SPHEREx: Part of a Lineage of NASA Space Telescopes
In this illustration, NASA's SPHEREx mission is highlighted among a line of other NASA space telescopes. The mission will survey the entire sky using spectroscopy, detecting hundreds of millions of stars and galaxies and generating a valuable data set that will complement the work of other NASA observatories such as those depicted here. Shown from left to right (and not to scale) are:
- Hubble Space Telescope, launched in April 1990
- Spitzer Space Telescope, launch in August 2003
- WISE (Wide-Field Infrared Survey Explorer), launched in December 2009
- James Webb Space Telescope, launched in December 2021
- SPHEREx (Spectro-Photometer for the History of the Universe, Epoch of Reionization and Ices Explorer), targeted for launch in February 2025
- Nancy Grace Roman Space Telescope, targeted for launch by May 2027
The SPHEREx observatory will image the entire sky in 102 colors (each an individual wavelength of light) to help scientists answer big-picture questions about the origins of our universe, galaxies, and key ingredients for life in our galaxy, such as water.

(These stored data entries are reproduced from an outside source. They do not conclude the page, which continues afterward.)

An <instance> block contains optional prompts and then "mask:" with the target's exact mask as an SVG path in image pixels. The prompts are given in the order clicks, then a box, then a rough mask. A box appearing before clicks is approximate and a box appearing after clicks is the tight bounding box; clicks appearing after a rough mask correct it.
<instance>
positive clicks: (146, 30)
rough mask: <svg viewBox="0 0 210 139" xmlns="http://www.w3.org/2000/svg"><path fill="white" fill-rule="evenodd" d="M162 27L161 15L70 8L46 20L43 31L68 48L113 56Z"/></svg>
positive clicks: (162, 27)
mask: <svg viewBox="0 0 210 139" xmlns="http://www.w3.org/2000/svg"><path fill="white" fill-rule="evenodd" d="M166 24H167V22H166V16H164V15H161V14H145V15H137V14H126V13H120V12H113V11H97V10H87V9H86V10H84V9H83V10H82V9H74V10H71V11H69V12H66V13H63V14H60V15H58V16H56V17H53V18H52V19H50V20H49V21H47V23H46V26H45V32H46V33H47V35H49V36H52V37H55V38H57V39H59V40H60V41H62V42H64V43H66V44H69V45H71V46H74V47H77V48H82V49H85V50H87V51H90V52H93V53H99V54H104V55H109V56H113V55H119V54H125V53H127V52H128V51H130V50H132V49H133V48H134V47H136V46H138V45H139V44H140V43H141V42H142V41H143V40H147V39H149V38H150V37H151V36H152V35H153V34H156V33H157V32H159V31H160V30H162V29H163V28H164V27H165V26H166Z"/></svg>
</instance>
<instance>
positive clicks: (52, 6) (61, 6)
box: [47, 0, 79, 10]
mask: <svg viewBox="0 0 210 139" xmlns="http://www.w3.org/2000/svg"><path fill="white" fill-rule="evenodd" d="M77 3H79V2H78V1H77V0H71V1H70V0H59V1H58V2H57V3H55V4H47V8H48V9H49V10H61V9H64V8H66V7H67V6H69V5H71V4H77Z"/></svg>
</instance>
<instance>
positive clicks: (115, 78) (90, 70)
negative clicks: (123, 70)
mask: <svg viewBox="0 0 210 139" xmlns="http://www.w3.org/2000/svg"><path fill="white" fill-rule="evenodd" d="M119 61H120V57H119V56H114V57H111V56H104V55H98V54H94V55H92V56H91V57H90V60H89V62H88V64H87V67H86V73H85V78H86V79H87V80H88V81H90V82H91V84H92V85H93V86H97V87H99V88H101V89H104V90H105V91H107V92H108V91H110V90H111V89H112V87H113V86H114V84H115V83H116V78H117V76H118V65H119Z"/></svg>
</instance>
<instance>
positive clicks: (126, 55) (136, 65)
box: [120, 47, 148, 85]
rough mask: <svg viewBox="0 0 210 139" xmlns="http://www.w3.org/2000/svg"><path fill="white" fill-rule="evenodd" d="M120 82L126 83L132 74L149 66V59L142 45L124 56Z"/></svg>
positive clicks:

SPHEREx is managed by NASA's Jet Propulsion Laboratory for the Astrophysics Division within the agency's Science Mission Directorate in Washington. BAE Systems (formerly Ball Aerospace) built the telescope and the spacecraft bus. The science analysis of the SPHEREx data will be conducted by a team of scientists located at 10 institutions in the U.S., two in South Korea, and one in Taiwan. Data will be processed and archived at IPAC at Caltech, which manages JPL for NASA. The mission principal investigator is based at Caltech with a joint JPL appointment. The SPHEREx dataset will be publicly available.